2) Pay attention to seasonal trends
Seasonality can have a huge impact on how active your newly acquired users are. At CBS Sports, we found that users who install the app just before or early into the season of their favorite sport are more engaged and retain the app longest. As such, you won’t see app install ads from CBS Sports about baseball in the middle of winter, when the NFL and NBA are in full swing.
Another trend worth monitoring are your App Store and Play Store organic rankings. When your ranking is high, consider scaling back your spend on paid user acquisition, otherwise you may end up paying for installs you would have gotten for free. For example, we see a high volume of organic downloads during college basketball’s March Madness because so many people want to fill out brackets for the tournament.
3) Get smart with your deep links
With deep links, we have the ability to enrich a new user’s app experience by sending them to the content, service or product featured in the mobile ad they clicked on.

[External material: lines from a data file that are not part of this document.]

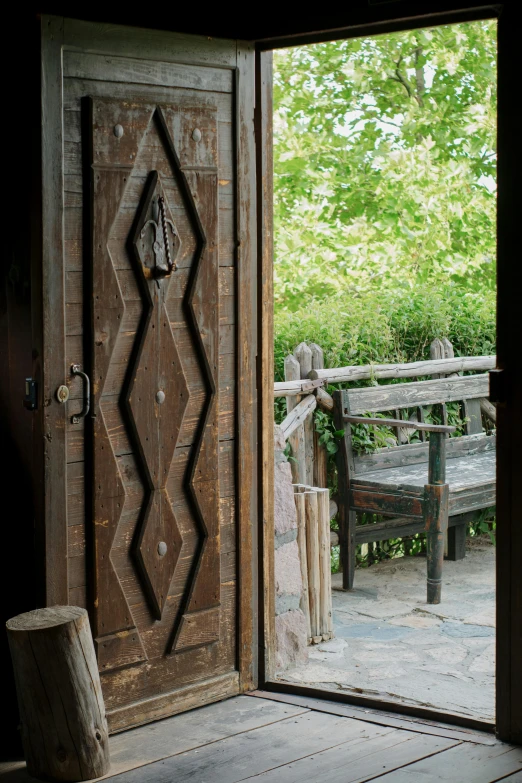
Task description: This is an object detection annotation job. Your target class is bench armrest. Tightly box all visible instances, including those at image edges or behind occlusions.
[343,416,456,433]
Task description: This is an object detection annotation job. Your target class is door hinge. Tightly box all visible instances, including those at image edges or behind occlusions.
[24,378,38,411]
[489,369,507,405]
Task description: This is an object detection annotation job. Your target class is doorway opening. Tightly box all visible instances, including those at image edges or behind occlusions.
[268,20,497,725]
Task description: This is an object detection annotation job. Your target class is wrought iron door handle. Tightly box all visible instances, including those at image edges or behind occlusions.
[71,364,91,424]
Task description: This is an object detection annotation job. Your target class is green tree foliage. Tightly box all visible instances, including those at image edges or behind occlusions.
[274,21,496,306]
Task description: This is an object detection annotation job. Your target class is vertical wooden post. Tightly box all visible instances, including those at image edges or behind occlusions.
[303,490,322,644]
[430,337,450,557]
[294,484,312,643]
[310,343,328,487]
[285,354,306,484]
[314,487,333,641]
[333,391,357,590]
[424,432,449,604]
[294,343,314,485]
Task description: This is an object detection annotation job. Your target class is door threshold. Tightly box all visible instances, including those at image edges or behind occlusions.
[258,680,495,734]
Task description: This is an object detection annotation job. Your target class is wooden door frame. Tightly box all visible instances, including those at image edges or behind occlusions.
[36,15,258,700]
[256,0,522,743]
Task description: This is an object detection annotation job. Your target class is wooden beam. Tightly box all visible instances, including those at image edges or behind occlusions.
[280,394,317,440]
[308,356,497,383]
[274,378,327,397]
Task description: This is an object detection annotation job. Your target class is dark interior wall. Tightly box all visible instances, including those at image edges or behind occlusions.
[0,41,38,757]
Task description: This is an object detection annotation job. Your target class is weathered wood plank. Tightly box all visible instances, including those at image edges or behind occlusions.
[248,731,458,783]
[98,712,394,783]
[109,696,308,779]
[310,356,497,383]
[379,742,522,783]
[235,43,259,691]
[279,394,317,440]
[39,16,68,605]
[354,434,497,476]
[284,354,306,484]
[274,378,326,397]
[64,51,233,92]
[248,690,498,745]
[256,52,276,680]
[64,19,236,68]
[343,375,489,416]
[294,343,317,485]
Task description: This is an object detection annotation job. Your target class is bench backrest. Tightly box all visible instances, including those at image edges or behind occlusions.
[335,374,496,476]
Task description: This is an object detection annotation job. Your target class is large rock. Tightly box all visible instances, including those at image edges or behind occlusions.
[276,609,308,671]
[274,541,303,596]
[274,462,297,536]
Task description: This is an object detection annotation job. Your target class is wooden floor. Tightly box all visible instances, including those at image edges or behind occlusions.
[0,691,522,783]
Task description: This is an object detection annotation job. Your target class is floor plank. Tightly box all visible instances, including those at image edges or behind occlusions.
[243,731,456,783]
[101,712,394,783]
[379,743,522,783]
[247,691,498,745]
[0,696,308,783]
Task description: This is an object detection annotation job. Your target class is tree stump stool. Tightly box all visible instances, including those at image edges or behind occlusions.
[7,606,110,781]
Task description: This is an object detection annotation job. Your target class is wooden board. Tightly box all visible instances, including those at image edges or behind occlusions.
[372,743,522,783]
[343,375,489,416]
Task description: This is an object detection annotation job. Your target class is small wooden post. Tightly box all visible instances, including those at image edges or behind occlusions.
[303,490,322,644]
[424,432,449,604]
[7,606,110,781]
[285,354,306,484]
[294,484,312,642]
[310,343,328,487]
[315,487,333,641]
[294,343,314,485]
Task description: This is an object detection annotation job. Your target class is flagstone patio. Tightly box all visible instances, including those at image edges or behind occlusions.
[279,539,495,721]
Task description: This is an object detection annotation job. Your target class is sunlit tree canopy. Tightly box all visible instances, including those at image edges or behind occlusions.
[274,21,496,309]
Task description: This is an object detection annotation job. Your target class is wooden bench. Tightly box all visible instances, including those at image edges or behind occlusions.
[334,374,496,604]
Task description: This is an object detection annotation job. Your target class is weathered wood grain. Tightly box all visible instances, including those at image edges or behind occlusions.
[294,343,317,485]
[279,394,317,444]
[255,52,276,681]
[343,375,489,416]
[310,356,496,383]
[7,606,110,780]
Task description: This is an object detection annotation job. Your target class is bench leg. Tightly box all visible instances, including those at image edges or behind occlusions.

Perhaps ability is the wrong word to use there. The way I see it, we have the duty to use deep links and send users to content that matches the experience they had with the ad.
Deep links help improve initial engagement rates, which go a long way toward improving long-term retention rates. After all, it’s impossible to keep a user around for 3+ months if they give up on the app after their first experience.
At CBS Sports, our deep linking strategy is simple, yet effective. If a new user installs the app after viewing an ad featuring baseball, we lead them to the baseball home screen. The same goes for football, basketball, and every other sport we feature in ads.
Long-term user retention is a challenge for any app marketer, but using the tips above should help you develop a user acquisition strategy that brings in users who engage with your app now and in the future.